I press a hand to my stomach and try to get hold of myself.

I can’t let them see me like this. I can’t let them know.

It takes a few more minutes to get my shit together and find the cold, hard bitch that conquered the world. When I come out, the mask doesn’t seem to fit properly anymore.

I don’t know what’s going to happen, but I’m not going to leave this pack unchanged.

Taylor pushes off the wall and uncrosses his arms. His eyes run all over me, up and down, as if he’s checking, as if he cares. He comes over to stand in front of me, lifts his hand up.

I remain frozen, locked in place, waiting to see what he’ll do.

He drops his hand, takes a measured step backwards, and spins on his heel and leaves the room.

But he stayed here while I was crying. He knew I was here, and he stayed.

I stare at the spot where he was standing. None of it makes sense. He cares. I know he does. I’ve never been more sure about anything in my life.

So, why is he trying so hard not to?

Because you have to leave.

“But why?”

I cock my head to the side, feeling a fluttering of hope. Why do I have to leave? What if I stayed? What if we could be pack? What if we could be a family?

I push away the thoughts, but over the day and all the preparations, they won’t be silenced; they bubble up when Bar sidles up to me, licking my neck like I’m his favourite ice-cream. They appear when I remember Jet’s words this morning. They return violently when Gold pins me to the wall, resting his head against mine, trembling as he fights to calm his own panic, fear, and excitement. And they return when Acton brings me a plate of food, drags me outside, and sits me down in between his legs and just lets me have a moment of peace.

Why can’t this be home?

Taylor stares back at me in my mind’s eye, and I wonder if he’s plagued by the same questions.

But why does it have to be in another lifetime, you could have been mine? Why do Taylor’s words give me so much foreboding?

twenty-four

Scarlet

Barren went into his heat twenty-four hours ago. We were sitting on the island in the kitchen when his orange turned to orange liqueur, sweet, deep, rich, and irresistible. I’d inhaled and felt nothing like it.

It was only the intense, richer scents of the Alphas around me that knocked me out of the haze enough to silently withdraw.

I don’t think anyone noticed.

But the house is…unlivable. His scent has penetrated every corner. There’s no escape, and it’s torture. And the sounds, it’s like a porn track running 24/7. The moans and groans, his whimpers and screams.

I’ve been in a constant state of painful arousal, but I refuse to touch myself. I stare at my laptop screen like I've been doing for the past four hours and close it.

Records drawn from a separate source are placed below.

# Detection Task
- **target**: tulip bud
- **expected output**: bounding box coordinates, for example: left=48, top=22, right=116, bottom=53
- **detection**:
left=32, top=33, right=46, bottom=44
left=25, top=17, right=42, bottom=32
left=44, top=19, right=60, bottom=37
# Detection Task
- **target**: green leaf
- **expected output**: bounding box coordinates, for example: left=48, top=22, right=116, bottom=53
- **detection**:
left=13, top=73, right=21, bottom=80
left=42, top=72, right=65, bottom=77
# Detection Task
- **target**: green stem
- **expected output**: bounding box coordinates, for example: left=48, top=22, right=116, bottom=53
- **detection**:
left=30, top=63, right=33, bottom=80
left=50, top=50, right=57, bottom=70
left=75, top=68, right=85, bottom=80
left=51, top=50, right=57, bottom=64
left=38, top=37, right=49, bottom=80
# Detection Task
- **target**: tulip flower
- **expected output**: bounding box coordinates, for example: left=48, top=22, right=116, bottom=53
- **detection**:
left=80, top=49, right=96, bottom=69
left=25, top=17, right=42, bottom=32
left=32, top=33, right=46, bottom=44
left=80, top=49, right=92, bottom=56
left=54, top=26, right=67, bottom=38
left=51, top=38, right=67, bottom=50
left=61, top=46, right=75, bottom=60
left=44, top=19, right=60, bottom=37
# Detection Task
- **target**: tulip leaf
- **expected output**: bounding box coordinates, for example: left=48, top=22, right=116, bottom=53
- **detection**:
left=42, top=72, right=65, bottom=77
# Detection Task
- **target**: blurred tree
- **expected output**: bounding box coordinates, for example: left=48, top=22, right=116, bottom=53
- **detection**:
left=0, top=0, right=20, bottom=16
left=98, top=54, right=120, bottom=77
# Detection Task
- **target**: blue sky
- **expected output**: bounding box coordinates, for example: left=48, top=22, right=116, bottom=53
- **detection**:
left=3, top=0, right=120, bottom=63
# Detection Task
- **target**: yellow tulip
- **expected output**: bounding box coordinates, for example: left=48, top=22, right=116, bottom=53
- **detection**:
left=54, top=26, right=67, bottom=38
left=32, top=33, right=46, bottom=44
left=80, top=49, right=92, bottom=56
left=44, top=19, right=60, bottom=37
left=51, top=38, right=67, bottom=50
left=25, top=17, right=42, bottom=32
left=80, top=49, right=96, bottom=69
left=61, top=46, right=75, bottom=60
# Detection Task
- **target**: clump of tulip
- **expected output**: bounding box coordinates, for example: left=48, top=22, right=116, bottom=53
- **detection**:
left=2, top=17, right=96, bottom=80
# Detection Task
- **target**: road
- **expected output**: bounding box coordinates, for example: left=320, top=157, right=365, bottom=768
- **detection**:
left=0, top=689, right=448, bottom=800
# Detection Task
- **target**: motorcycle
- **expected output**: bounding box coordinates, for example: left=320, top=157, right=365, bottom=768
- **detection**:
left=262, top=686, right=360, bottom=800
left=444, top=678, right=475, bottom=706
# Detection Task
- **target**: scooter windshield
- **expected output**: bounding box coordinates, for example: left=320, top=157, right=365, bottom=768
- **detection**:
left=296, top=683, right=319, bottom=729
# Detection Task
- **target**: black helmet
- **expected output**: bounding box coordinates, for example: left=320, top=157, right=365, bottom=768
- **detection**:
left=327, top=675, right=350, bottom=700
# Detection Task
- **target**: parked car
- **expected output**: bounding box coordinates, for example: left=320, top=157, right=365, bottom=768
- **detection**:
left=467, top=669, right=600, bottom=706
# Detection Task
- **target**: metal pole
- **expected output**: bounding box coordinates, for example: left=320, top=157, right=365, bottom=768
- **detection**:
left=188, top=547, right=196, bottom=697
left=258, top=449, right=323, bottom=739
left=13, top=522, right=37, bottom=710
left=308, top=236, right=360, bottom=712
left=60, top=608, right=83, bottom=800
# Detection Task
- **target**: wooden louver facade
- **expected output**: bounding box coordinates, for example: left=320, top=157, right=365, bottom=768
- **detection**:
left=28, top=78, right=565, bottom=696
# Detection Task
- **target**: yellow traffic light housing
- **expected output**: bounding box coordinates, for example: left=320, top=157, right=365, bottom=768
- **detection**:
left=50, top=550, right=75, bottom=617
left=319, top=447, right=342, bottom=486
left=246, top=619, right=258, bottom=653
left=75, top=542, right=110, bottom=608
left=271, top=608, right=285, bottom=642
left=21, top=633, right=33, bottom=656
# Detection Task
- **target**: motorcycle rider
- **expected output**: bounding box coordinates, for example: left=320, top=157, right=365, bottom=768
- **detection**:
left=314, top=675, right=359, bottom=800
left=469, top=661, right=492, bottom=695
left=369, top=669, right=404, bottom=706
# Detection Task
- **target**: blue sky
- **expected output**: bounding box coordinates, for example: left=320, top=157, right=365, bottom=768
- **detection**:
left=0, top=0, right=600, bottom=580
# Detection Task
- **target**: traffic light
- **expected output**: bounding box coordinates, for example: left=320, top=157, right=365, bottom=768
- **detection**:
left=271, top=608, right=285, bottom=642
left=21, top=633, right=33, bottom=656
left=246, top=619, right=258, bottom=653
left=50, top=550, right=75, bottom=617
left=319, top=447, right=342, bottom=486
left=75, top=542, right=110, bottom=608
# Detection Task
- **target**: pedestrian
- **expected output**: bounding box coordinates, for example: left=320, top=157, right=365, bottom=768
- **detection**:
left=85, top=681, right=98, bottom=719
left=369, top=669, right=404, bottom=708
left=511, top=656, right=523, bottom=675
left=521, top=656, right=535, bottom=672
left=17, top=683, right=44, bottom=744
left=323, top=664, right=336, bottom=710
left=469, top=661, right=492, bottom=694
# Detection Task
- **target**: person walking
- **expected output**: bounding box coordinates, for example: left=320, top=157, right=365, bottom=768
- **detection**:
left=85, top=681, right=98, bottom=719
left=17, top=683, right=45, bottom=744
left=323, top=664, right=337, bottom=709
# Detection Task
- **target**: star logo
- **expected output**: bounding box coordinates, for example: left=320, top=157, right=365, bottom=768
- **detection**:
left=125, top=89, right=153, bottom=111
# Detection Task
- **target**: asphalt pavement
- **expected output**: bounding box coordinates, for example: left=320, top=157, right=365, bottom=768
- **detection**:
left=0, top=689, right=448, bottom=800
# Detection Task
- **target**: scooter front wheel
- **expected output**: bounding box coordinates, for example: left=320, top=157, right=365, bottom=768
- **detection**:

I put my head in my hands and let out a little shriek of frustration. I haven’t slept. I can’t eat. I forget what I’m doing, distracted by a sound or a wave of scent, my clothes feel awful, and I keep soaking through whatever I’m wearing. This is hell. I’m sure I did something in a past life to hurt someone.

I hear footsteps and get up, disappearing out another door before they enter the room. I don’t even know why I’m hiding from them. I just am.

“Scarlet?”

I back even further into the other room, retreating from Jet with slow, sure steps.

He sighs heavily. “Scarlet, come out.”